Recently I watched a handful of adults maneuver to exclude a colleague
from their focus group. Their tactics included moving a name plate to another
location, tightening their circle of chairs so there was no room for anyone to
join and turning their backs toward the one they wanted to ostracize. The
writer of Hebrews reminds us that we too can be guilty of not maturing. “In fact, though by this time you ought to
be teachers, you need someone to teach you the elementary truths of God’s word
all over again. You need milk, not solid food! Anyone who
lives on milk, being still an infant, is not acquainted with the teaching about
righteousness.”
(Hebrews 5:12-13 NIV)
2 comments:
It is really sad when you see this at an evangelism conference.
Grace and peace.
Gail;
-----These guys were quite crafty, but obviously not stealthy. I can imagine a few situations where we wouldn’t want someone in our group and should really not have to have them, either. We can get emotionally strung out on certain aspects of love which will tie up the mind with frivolous and trivial meanings and principles to the point that the fundamental and critical ones get lost. For example, the Presbyterian hierarchy is sure the time has come for gays not only to join our focus groups (churches) but to lead them as ministers and elders. Uh!! Closer to home in many, many more hearts, women elders and preachers are becoming common in spite of Scriptures setting up barricades and warning signs against it and yelling cautious words of wisdom concerning it. I heard a teacher in Sunday School surmise that Hell is not a place or even a separate existence, it is only a state of being in heaven wherein there will be no contact with others. Oh! Goody, goody gumdrops! God’s wrath is like time-out, man! Affection and empathetic compassion are frivolities and trivialities underlying God’s wrath working the destruction of evil for the perfection of good. It’s kind of a rule of thumb I like to remember.

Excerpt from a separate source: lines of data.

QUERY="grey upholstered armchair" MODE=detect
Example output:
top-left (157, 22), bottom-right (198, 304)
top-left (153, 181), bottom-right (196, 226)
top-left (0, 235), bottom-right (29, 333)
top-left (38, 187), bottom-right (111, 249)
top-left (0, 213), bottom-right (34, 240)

-----Affection and compassion are frivolous and trivial? Really?? Yes, relatively. I try to farm affection and compassion in the soils of my heart. I know their magnitude. So I had affection and compassion for Timothy McVeigh. At his lowest level he was an individual with feelings, concerns, issues, and interests like the rest of us. I had affection and compassion for Ted Bundy, even though he murdered my good friend’s sister. But what they did called for the death penalty not just by man’s law, but also by God’s law (Gen 9:6). My affection and compassion for them did not forbid my agreement with and joint call for their execution. My affection and compassion became frivolous and trivial to cleansing the ground of their murders, but not lost and gone to that. Yes, I have compassion for gays and I sympathize with the feminine frame of mind, but God’s Word sets principles beside and around which affection, compassion, sympathy, etc. stand without obfuscation. Elsewhere, in some other issue, these frivolities become the principle and a different principle becomes a frivolity.
-----Our focus groups are vital, because the thinking and feeling passed around in them are constructive to thoughts and feelings then passed around in the world. Although we can not be possessive about the church’s thoughts and feelings, we must be scripturally guarded about them. A clear and real expression of Jesus Christ is critical for people’s inclination to even give Him a second thought. Since expression is a thing of principle and attitudes, it is important to prevent relative frivolity from mucking up the points of imperatives without relegating frivolity to unimportance.